You never know who is reading your blog… The other day, I wrote about A Stitch in Time, an informative image packed article in the May issue of Metropolis magazine featuring the Urban Outfitters corporate campus. To my delight, the architect and design team on that project, Meyer Scherer & Rockcastle, Ltd, contacted me offering images to show decor8 readers. Located in Philadelphia’s navy yard in 5 historic industrial buildings, this office space is exquisite. With that being said, enjoy the tour below. For more images, click here to view a mini slide show I’ve created.
Haven’t we all had dreams of working amidst larger than life balls of yarn, sitting in beautiful chairs, and passing by a wall loaded with buttons?
This is a super creative environment where I think anyone could blossom, look at this place! You’ll have to excuse me, it’s just that I get excited about office space, as it was a huge part of my former life managing facilities and working on space redesigns and I often think about it in my sleep, still. But wow, look at this space, not only are the buildings spectacular, but I love the overall flow and how spacious it feels, it’s like a city within a city. I also like how they’ve carved out all of these creative spaces where groups can congregate to chat and that the work areas are clustered together with low wall cubicles or no wall at all. It gives one a sense of belonging to a group, a team, vs. being stuffed into high wall cubicles and isolated from those you’re working with.

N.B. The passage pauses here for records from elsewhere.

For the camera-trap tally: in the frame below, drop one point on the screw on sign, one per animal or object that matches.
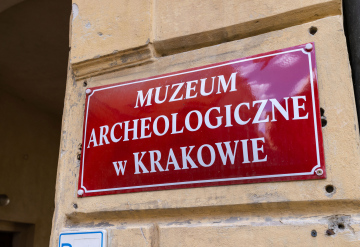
(249, 120)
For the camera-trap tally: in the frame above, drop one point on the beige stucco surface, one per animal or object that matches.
(99, 29)
(264, 214)
(27, 172)
(277, 214)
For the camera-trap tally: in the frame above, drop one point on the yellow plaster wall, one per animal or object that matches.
(266, 214)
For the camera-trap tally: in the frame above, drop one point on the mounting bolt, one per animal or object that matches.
(308, 47)
(319, 172)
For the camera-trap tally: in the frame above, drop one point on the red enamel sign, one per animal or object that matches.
(250, 120)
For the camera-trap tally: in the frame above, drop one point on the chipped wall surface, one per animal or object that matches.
(266, 214)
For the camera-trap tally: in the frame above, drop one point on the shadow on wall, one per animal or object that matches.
(33, 66)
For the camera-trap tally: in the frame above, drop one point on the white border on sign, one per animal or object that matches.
(212, 180)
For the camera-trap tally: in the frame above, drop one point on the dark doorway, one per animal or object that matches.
(6, 239)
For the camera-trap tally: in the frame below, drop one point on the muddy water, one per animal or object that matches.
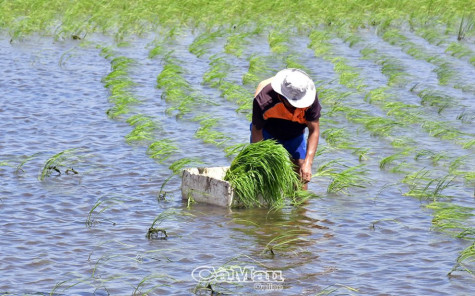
(53, 239)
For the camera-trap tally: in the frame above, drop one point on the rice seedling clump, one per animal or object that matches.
(263, 174)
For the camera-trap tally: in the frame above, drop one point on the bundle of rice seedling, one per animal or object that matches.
(263, 174)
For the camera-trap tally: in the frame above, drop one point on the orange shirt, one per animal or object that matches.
(270, 113)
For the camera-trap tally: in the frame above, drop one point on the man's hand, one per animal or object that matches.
(306, 172)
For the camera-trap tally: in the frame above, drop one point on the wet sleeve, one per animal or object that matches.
(313, 113)
(257, 115)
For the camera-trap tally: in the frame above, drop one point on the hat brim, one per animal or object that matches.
(306, 100)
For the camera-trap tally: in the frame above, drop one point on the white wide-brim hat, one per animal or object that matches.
(296, 86)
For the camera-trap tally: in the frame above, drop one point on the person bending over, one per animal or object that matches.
(283, 107)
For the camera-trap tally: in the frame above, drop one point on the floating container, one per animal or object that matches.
(207, 185)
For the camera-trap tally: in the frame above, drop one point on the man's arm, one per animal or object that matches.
(312, 145)
(261, 85)
(256, 134)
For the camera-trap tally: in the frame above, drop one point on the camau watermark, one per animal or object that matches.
(262, 279)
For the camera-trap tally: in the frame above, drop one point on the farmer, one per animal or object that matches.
(283, 106)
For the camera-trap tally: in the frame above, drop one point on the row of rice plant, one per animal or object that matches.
(445, 70)
(432, 187)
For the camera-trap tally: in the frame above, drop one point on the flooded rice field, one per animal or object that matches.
(81, 181)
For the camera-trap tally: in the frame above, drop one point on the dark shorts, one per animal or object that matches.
(297, 147)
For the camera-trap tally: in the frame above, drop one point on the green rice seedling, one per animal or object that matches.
(404, 112)
(61, 162)
(378, 95)
(154, 232)
(291, 61)
(320, 43)
(465, 260)
(348, 178)
(185, 106)
(148, 284)
(348, 34)
(469, 144)
(263, 170)
(396, 156)
(256, 71)
(394, 71)
(433, 156)
(200, 44)
(441, 130)
(206, 132)
(348, 75)
(161, 150)
(236, 44)
(466, 117)
(157, 50)
(445, 73)
(403, 142)
(218, 71)
(233, 150)
(430, 189)
(435, 99)
(339, 289)
(431, 34)
(451, 218)
(144, 128)
(379, 126)
(283, 242)
(278, 41)
(459, 50)
(339, 138)
(394, 37)
(342, 177)
(466, 25)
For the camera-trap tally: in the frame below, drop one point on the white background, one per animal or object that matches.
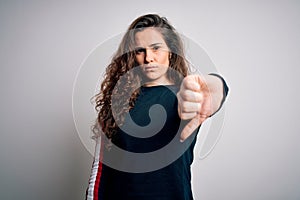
(254, 45)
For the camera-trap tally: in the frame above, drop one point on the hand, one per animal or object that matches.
(195, 101)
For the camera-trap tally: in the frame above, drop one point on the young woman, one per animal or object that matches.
(146, 150)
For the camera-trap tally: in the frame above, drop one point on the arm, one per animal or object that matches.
(200, 97)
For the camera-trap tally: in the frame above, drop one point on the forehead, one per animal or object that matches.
(148, 36)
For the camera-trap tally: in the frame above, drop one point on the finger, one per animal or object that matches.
(187, 106)
(189, 128)
(191, 83)
(186, 116)
(189, 95)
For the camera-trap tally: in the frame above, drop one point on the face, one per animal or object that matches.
(152, 54)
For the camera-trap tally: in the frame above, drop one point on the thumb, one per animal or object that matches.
(191, 127)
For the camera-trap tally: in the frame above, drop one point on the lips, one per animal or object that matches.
(150, 68)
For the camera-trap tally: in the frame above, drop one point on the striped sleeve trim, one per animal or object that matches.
(95, 177)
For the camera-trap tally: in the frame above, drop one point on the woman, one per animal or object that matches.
(149, 69)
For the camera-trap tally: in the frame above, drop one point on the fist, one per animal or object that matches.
(194, 103)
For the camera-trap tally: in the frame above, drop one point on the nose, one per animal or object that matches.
(149, 57)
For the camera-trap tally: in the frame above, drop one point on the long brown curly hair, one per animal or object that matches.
(117, 83)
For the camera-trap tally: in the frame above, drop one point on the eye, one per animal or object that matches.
(140, 50)
(155, 48)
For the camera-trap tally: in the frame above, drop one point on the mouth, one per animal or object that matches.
(150, 68)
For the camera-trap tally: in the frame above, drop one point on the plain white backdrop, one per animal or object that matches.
(254, 45)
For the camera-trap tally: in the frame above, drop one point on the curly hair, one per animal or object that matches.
(117, 83)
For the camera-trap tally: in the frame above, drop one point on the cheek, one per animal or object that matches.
(139, 59)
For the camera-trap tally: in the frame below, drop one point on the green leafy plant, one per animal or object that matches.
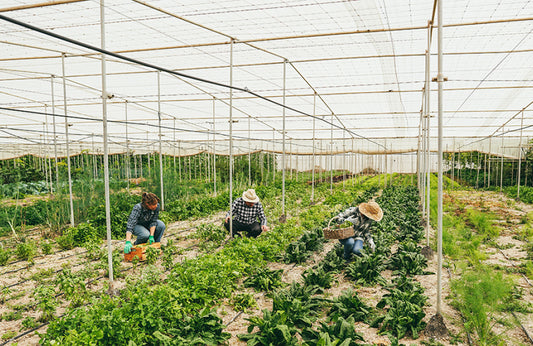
(169, 251)
(348, 305)
(152, 254)
(5, 255)
(264, 279)
(46, 302)
(274, 329)
(342, 332)
(73, 286)
(299, 302)
(366, 270)
(29, 323)
(243, 301)
(408, 260)
(26, 250)
(318, 276)
(405, 309)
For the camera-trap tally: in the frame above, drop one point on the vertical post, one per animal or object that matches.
(160, 140)
(106, 158)
(214, 152)
(331, 157)
(501, 163)
(55, 135)
(283, 155)
(428, 143)
(490, 153)
(249, 156)
(231, 141)
(174, 143)
(440, 80)
(520, 156)
(128, 173)
(67, 140)
(314, 151)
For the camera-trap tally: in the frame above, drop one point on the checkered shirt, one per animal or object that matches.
(142, 216)
(361, 228)
(246, 214)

For me, the greatest lure is that an old, abandoned property was transformed and reused for a new purpose instead of either sitting there and slowly falling apart or worse, bulldozed. Urban Outfitters brought new life into an otherwise dead navy yard. It’s so important to reinvent a space intended for a different purpose in a new, creative way. Firehouses and old schools are now condos in many neighborhoods as are houses of worship. It’s such a smart way to go. And, as these pictures show, no one had to sacrifice because it’s much more impressive because of its bones and history.